Of course, the bubble crashed. Then we had 9/11. Then we had two wars. Then we had the housing implosion. Then we had the financial crisis. Then the horrible recession. Then the European crisis and the debt ceiling and everything else.
In other words, we had a series of a events that, for good reason, shook our faith in humanity. During this time, people thought about history on a large scale. And gold, having been used as a money for thousands of years, did pretty well, especially relative to stocks, which represent companies made up of humans.
If we zoom in on the above chart, we see that stocks vs. gold (red line) actually bottomed in Summer 2011. Stocks themselves bottomed in early 2009 (blue line).
The nadir of the red line came immediately after the US debt ceiling struggle, which is when it looked like the U.S. — weary of crisis and angry about everything — might do the unthinkable and blow itself up by not paying its debt.
That didn't happen (fortunately) but if you want to pinpoint a time when it made the most sense to believe in rocks over humans, that was probably the moment.
Since then, the fever has begun to break.
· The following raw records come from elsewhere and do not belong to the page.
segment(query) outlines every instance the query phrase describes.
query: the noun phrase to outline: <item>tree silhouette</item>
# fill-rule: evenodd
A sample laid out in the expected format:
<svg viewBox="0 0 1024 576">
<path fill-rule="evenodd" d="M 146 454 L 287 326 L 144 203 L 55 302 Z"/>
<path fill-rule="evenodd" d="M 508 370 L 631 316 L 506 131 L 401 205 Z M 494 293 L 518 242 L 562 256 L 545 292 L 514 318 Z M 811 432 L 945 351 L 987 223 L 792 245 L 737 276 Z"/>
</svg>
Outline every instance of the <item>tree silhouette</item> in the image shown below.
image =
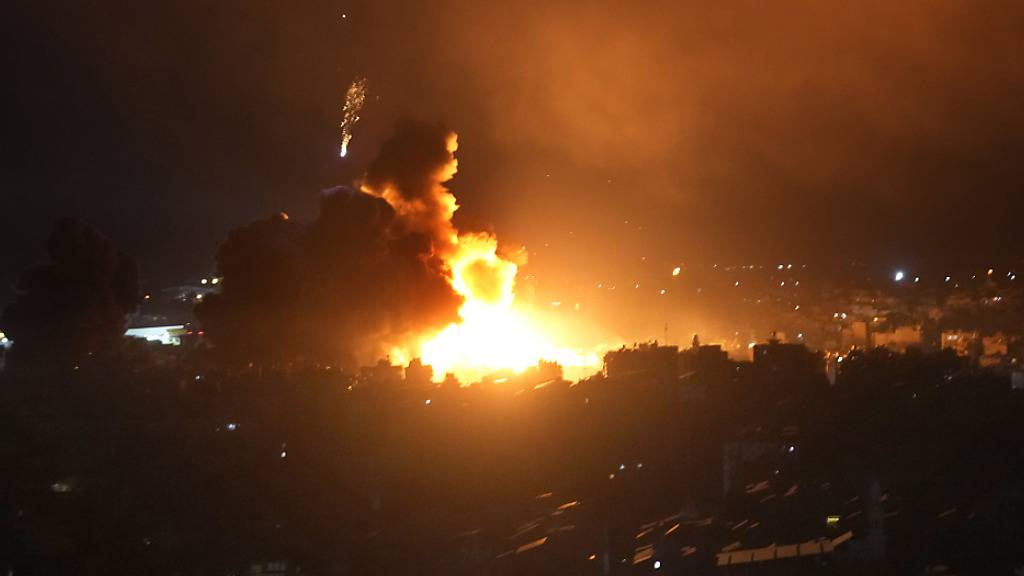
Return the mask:
<svg viewBox="0 0 1024 576">
<path fill-rule="evenodd" d="M 67 366 L 117 355 L 139 300 L 138 268 L 92 226 L 64 218 L 46 241 L 50 262 L 26 269 L 0 315 L 14 342 L 8 367 Z"/>
</svg>

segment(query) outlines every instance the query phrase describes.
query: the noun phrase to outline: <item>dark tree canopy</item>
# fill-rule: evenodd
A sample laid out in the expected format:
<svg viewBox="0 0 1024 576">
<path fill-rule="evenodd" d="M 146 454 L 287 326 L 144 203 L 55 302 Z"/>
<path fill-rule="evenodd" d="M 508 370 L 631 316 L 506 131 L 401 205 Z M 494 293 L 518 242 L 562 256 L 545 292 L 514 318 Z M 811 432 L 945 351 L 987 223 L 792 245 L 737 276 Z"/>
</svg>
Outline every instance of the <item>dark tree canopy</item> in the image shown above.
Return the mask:
<svg viewBox="0 0 1024 576">
<path fill-rule="evenodd" d="M 25 270 L 0 316 L 14 342 L 9 366 L 66 365 L 116 356 L 139 301 L 138 267 L 92 226 L 59 220 L 46 241 L 50 262 Z"/>
</svg>

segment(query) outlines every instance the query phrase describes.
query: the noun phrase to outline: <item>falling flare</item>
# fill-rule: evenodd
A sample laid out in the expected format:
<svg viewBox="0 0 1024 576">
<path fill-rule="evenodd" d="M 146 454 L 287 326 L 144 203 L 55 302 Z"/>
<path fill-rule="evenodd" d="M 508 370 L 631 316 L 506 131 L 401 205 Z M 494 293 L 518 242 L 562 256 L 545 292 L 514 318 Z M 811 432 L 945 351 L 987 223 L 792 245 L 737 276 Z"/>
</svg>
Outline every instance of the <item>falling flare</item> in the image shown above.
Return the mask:
<svg viewBox="0 0 1024 576">
<path fill-rule="evenodd" d="M 352 141 L 352 129 L 359 122 L 359 111 L 366 102 L 366 78 L 356 78 L 345 91 L 345 104 L 341 108 L 341 148 L 338 156 L 348 155 L 348 144 Z"/>
</svg>

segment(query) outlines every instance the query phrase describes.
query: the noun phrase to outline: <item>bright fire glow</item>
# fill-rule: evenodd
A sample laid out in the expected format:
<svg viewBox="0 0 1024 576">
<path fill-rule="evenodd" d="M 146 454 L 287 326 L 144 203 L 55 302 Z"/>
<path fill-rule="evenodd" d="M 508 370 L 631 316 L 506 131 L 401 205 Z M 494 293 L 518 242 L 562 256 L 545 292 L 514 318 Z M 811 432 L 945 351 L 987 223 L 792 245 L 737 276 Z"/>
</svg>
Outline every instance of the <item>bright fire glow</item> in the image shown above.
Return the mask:
<svg viewBox="0 0 1024 576">
<path fill-rule="evenodd" d="M 454 372 L 472 382 L 498 370 L 520 372 L 540 360 L 565 368 L 595 368 L 594 353 L 580 353 L 556 345 L 553 331 L 515 301 L 518 266 L 497 253 L 497 240 L 487 234 L 463 234 L 448 259 L 452 288 L 465 302 L 461 322 L 448 325 L 420 347 L 425 364 L 434 367 L 435 379 Z"/>
</svg>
Washington is fractious, but not like it was in 2011.
Housing, which was central to America's national malaise, has begun to turn around for real.
Note that the XHB (homebuilder ETF) made its bottom right around then, and then began to turn around for real (via Stockcharts.com).
So ultimately, the decline of gold and the rise of stocks is a big trend that everyone should cheer.
The huge corpus of economic research, which has informed the US' efforts to stimulate the economy, is not a pile of garbage. You can do a lot without blowing things up, as the goldbugs claimed would happen.
And more broadly, this represents a breaking of the fever, and perhaps a return to thinking that humans aren't such a horrible disappointment.